Pope Francis said what he was condemning was “indoctrination of gender theory,” teaching small children that no matter their biological sex, they can choose their gender. He said a Spanish father told him he had asked his son what he wanted to be when he grew up and the boy replied, “A girl.” The father realized the child was taught in school that gender is a choice “and this is against nature.”

“It is one thing for a person to have this tendency, this option and even to have a sex change, but it is another thing to teach this in schools in order to change mentalities. This I call ideological colonization,” the pope said.

The pope also told the story of a Spanish husband and wife whom he invited to the Vatican. The husband was born a girl, but always felt like a boy. When she was in her 20s, she told her mother she wanted a sex change operation, but the mother begged her not to do it as long as she was alive. When her mother died, she had the surgery, the pope said.

Pope Francis answers questions from journalists aboard his flight from Baku, Azerbaijan, to Rome Oct. 2. (CNS photo/Paul Haring)
Pope Francis answers questions from journalists aboard his flight from Baku, Azerbaijan, to Rome Oct. 2. (CNS photo/Paul Haring)

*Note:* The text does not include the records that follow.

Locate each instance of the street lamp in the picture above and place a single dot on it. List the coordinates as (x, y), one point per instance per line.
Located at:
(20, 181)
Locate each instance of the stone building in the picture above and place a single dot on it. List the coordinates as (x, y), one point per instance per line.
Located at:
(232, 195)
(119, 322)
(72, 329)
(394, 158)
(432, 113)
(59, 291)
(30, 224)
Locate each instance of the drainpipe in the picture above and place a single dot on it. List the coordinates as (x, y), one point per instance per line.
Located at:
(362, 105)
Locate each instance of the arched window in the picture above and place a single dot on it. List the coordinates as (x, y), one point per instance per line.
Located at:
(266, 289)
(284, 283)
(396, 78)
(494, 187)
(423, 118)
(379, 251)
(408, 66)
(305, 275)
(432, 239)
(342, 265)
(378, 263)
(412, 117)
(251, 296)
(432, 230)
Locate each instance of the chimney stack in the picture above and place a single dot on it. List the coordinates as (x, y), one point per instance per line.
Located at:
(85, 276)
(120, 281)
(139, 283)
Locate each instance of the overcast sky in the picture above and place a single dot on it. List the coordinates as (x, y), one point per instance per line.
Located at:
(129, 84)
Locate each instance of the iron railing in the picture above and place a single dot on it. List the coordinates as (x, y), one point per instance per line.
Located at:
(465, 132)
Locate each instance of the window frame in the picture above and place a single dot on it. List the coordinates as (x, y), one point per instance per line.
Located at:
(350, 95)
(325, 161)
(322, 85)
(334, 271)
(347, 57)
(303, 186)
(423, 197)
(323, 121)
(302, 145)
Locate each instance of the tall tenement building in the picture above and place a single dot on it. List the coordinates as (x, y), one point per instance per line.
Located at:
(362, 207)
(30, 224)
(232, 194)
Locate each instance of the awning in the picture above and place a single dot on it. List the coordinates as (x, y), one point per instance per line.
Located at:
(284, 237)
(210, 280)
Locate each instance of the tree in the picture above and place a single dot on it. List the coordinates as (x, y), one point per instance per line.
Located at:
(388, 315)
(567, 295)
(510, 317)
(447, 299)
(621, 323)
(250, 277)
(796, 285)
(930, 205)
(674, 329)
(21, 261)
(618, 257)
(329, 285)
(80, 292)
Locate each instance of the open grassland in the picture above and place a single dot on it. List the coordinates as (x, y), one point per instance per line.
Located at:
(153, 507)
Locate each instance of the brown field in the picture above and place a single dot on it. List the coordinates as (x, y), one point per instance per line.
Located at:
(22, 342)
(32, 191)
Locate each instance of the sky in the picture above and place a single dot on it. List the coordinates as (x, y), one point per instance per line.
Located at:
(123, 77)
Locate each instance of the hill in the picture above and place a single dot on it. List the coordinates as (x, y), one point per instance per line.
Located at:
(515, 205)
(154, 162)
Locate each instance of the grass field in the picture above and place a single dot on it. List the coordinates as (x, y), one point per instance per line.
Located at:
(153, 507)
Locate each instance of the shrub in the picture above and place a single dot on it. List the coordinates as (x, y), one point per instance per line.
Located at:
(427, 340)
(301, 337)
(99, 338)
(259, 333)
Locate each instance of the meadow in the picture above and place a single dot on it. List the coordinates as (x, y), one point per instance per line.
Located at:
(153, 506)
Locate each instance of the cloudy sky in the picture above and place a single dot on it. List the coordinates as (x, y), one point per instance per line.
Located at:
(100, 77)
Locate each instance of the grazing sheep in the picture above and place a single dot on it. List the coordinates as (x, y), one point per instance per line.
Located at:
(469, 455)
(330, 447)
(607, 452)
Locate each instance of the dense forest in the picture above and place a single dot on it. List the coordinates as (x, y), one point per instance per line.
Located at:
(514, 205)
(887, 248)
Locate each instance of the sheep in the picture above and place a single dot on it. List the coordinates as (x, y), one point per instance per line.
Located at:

A Spanish bishop, “a good bishop,” spent time a lot of time “to accompany this man,” who later married, the pope said. They asked to come to the Vatican “and I received them and they were very happy.”

In the town where the man lived, he said, a new priest, “when he would see him would shout at him from the sidewalk, ‘You will go to hell!’ But when he’d meet his old priest, he would say to him, ‘How long has it been since you’ve confessed? Come on, confess so you can take Communion.’”

“Do you understand?” the pope asked the journalists. “Life is life and you must take things as they come. Sin is sin. And tendencies or hormonal imbalances” create problems “and you cannot say, ‘it’s all the same, let’s throw a party.’ No.”

Welcome the person, study the situation, accompany the person and integrate him or her into the life of the community, the pope said. “This is what Jesus would do today.”

“Please,” the pope told reporters, “Don’t say, ‘The pope will bless transgender people,’ OK?”

“I want to be clear. It is a moral problem. It is a problem. A human problem,” the pope said. “And it must be resolved the best one can — always with the mercy of God, with the truth” and “always with an open heart.”